コーヒー豆は古くなると酸っぱい味がしますよね。これはコーヒー豆の成分が酸化する為に起きています。しかし味が劣化する原因があるのであれば解決方法もあるはず。というわけでコーヒー豆をなんとか救済できないか、化学的な視点を交えて検証していきたいと思います。今回はベーキングパウダーを混ぜることにより、古い豆の味を改善できるか実際に実験しながら検証していきます。ベーキングパウダーを混ぜる理由は酸化したコーヒーをアルカリ(ベーキングパウダー)で中和する事が目的です。詳しくは以下の記事で説明していますので確認してみてくださいね。
実験方法
実験は以下の予備実験と本実験をそれぞれ下記の手順で行いました。
■予備実験(ベーキングパウダーのpHを確認)
- 水100ccのpH、TDSを測定
- 水100ccにベーキングパウダー1gを溶かしてpH、TDSを測定
食用のベーキングパウダーには重曹(炭酸水素ナトリウム)だけでなく、クエン酸や酒石酸等の中和剤が混ぜてあります。

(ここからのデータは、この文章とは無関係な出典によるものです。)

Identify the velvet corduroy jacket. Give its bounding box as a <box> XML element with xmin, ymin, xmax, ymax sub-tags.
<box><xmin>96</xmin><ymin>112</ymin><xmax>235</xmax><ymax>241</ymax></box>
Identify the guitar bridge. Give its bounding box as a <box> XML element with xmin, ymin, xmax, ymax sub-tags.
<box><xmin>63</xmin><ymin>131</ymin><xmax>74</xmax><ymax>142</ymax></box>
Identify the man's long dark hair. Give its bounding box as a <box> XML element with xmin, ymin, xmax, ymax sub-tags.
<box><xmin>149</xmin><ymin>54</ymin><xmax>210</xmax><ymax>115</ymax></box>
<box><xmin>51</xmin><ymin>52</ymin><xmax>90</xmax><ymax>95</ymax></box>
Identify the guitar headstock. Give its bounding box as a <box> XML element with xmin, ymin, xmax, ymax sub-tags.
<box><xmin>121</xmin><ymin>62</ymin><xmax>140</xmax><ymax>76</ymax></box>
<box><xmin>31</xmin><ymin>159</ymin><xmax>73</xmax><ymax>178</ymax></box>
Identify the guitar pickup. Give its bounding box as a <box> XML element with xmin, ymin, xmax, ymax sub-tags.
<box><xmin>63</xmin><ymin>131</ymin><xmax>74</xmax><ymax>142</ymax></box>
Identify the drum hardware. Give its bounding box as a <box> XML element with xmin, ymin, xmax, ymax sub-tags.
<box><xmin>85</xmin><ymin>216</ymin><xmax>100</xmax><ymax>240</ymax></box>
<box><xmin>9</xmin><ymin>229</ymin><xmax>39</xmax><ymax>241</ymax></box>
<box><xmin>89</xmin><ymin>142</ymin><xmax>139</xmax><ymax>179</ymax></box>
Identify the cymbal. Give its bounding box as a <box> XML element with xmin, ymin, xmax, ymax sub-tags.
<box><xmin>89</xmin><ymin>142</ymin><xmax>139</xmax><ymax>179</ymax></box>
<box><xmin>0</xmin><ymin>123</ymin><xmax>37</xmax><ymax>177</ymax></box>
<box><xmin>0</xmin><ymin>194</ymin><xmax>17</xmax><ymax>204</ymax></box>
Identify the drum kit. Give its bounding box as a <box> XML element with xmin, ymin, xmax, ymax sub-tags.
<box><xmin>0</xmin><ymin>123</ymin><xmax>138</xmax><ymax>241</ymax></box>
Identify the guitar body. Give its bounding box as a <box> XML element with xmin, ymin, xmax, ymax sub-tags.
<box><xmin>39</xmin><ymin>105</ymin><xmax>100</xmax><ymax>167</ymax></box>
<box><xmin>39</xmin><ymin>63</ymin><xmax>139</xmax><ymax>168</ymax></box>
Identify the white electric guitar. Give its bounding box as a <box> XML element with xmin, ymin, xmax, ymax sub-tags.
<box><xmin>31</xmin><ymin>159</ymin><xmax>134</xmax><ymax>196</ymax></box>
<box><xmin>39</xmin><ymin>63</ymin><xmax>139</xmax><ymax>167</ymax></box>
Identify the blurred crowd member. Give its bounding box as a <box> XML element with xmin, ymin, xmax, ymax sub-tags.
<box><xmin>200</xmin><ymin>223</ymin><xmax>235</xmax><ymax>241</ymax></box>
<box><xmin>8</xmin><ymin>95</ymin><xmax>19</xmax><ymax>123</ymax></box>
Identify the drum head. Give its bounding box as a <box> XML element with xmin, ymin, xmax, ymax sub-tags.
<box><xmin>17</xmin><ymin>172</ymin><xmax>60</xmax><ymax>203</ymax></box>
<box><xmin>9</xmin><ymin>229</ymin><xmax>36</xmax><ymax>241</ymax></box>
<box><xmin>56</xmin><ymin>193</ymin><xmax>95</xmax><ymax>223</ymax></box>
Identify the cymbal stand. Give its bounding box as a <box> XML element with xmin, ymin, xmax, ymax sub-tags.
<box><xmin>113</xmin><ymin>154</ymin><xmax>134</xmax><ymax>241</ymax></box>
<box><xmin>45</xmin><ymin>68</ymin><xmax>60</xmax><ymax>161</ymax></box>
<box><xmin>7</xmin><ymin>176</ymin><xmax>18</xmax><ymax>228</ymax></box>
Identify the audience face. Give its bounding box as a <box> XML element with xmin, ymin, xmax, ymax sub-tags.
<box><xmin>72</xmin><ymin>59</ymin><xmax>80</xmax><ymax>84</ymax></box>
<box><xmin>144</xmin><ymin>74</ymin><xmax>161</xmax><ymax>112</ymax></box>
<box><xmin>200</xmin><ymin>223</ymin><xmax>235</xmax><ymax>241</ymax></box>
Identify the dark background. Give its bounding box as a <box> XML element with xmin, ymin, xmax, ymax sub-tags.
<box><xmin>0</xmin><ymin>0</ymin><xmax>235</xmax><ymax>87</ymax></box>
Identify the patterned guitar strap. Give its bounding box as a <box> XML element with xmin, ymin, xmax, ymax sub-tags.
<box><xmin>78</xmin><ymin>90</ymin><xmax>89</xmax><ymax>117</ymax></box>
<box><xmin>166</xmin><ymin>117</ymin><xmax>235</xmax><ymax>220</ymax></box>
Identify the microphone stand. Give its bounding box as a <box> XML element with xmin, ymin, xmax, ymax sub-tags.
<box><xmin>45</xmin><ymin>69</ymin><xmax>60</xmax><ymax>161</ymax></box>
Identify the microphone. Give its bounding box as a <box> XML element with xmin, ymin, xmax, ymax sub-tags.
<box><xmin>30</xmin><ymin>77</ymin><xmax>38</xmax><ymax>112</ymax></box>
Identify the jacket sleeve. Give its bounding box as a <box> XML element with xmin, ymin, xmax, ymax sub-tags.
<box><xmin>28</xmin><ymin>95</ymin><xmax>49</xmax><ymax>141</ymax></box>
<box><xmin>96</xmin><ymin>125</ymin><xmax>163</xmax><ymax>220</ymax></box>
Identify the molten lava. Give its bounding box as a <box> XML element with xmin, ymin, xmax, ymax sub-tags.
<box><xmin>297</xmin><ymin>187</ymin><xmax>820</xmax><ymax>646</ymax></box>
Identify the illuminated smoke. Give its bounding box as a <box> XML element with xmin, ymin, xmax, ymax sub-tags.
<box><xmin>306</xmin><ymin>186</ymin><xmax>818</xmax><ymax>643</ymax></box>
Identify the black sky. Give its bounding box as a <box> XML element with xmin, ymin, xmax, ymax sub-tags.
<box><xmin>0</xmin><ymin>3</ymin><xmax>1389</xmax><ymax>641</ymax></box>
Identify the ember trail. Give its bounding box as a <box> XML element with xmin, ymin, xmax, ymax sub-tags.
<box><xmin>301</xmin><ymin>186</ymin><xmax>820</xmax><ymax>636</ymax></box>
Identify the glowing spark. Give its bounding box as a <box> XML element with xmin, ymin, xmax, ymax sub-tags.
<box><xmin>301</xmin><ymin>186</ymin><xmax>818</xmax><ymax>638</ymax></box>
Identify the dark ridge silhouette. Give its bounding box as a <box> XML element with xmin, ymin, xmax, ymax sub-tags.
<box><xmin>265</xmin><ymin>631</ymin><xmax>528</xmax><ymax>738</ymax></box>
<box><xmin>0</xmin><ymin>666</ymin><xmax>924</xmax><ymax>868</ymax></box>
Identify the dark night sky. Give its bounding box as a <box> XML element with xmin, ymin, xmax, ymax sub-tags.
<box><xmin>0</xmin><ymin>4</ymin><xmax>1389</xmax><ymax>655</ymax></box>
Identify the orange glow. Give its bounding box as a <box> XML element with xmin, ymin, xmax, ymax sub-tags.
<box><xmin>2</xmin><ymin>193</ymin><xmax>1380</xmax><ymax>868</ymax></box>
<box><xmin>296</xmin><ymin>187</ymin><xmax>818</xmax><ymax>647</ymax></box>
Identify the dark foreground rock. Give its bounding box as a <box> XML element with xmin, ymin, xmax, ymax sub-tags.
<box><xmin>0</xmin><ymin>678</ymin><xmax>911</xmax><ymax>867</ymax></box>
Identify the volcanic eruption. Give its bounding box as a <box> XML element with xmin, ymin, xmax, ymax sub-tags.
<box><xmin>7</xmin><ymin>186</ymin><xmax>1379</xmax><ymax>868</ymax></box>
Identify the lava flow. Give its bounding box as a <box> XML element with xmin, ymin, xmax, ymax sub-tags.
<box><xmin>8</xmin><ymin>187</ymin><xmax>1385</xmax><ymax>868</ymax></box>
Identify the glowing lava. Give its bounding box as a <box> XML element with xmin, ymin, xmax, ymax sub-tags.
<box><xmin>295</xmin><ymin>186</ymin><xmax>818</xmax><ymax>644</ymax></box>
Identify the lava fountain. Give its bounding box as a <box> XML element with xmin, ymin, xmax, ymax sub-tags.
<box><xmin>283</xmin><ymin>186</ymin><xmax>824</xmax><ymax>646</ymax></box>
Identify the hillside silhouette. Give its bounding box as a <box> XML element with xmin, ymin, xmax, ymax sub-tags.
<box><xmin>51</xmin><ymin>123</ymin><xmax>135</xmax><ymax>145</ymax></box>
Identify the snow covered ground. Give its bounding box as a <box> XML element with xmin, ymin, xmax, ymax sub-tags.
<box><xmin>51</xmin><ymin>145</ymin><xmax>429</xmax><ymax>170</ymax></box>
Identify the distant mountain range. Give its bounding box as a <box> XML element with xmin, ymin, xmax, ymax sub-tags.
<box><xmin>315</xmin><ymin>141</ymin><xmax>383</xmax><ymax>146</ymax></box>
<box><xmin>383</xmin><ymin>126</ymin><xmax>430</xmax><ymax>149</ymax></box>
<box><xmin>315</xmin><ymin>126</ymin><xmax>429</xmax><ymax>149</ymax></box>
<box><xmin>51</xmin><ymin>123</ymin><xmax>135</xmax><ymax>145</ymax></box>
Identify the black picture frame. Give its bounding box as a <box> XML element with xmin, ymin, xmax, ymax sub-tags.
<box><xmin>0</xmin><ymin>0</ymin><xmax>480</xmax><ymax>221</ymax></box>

これにより水に溶かしたベーキングパウダーが狙い通りにアルカリ性を示すかわからなかった為、実際に水に溶かしてpHを測定しました。
■本実験
- 豆20gをザルの上で量り取る
- コーヒー豆を中挽きで挽き、ドリッパーへセット
- ベーキングパウダーをコーヒーの粉の上に「小さじ1/2」だけふりかける(添加する)
- 下記の条件でコーヒーを入れる
※ドリップ条件はハリオV60(02)ドリッパー、豆20g、湯温86度、蒸らし30秒、湯量200cc - pH、TDS、味を確認してコーヒーを評価する。
※pH(ペーハー)は水素イオン指数で酸の強さを表す指標です。
※TDS(総溶解固形物)は抽出液の濃度を表す指標です。
今回も豆は料理用のクッキングスケールで量り取りました。
※ちなみにコーヒースケールといえばAcaiaですが、これについて気になる方は下記からご覧ください。
コーヒーミル(手動ミル)でグラインドし、ドリッパーに粉をセットします。
ベーキングパウダーを上からふりかけた写真が下記です。(なんかあやしい。。。)
さて、ここからドリップ開始です。
ドリップの際には推測通りシュワシュワっとNaHCO3(炭酸水素ナトリウム)が分解し、CO2(二酸化炭素)が抜ける様子が見られました。(下記。分かり難いですが。。。)
あとは抽出が完了後にpH、TDSを測定し、味を確認して完了です。
実験結果
■予備実験結果(ベーキングパウダー水溶液のpH)
いきなりですが、仮説どおりには行きませんでした。。。(下記の表が結果です。)
ベーキングパウダーを入れた水を測定しても、pHが中性の7くらいの値となっているのがわかります。
ここまでの結果を見ると「アルカリによる中和する」という仮説通りにはならなそうです。
■本実験
下記に検証データ(pH、TDS)をグラフ化したものを添付します。
今回は下記のグラフの中の「Normal」と「BP」を見ていきましょう。
Normalが通常の何もせずに入れたコーヒー、BPがベーキングパウダーを添加したコーヒーです。
おどろいたことにpHの値を見ると、予想に反して通常の豆で入れたコーヒー(Normal)に比べ、ベーキングパウダーを添加したコーヒー(BP)のpHが高くなっでいます。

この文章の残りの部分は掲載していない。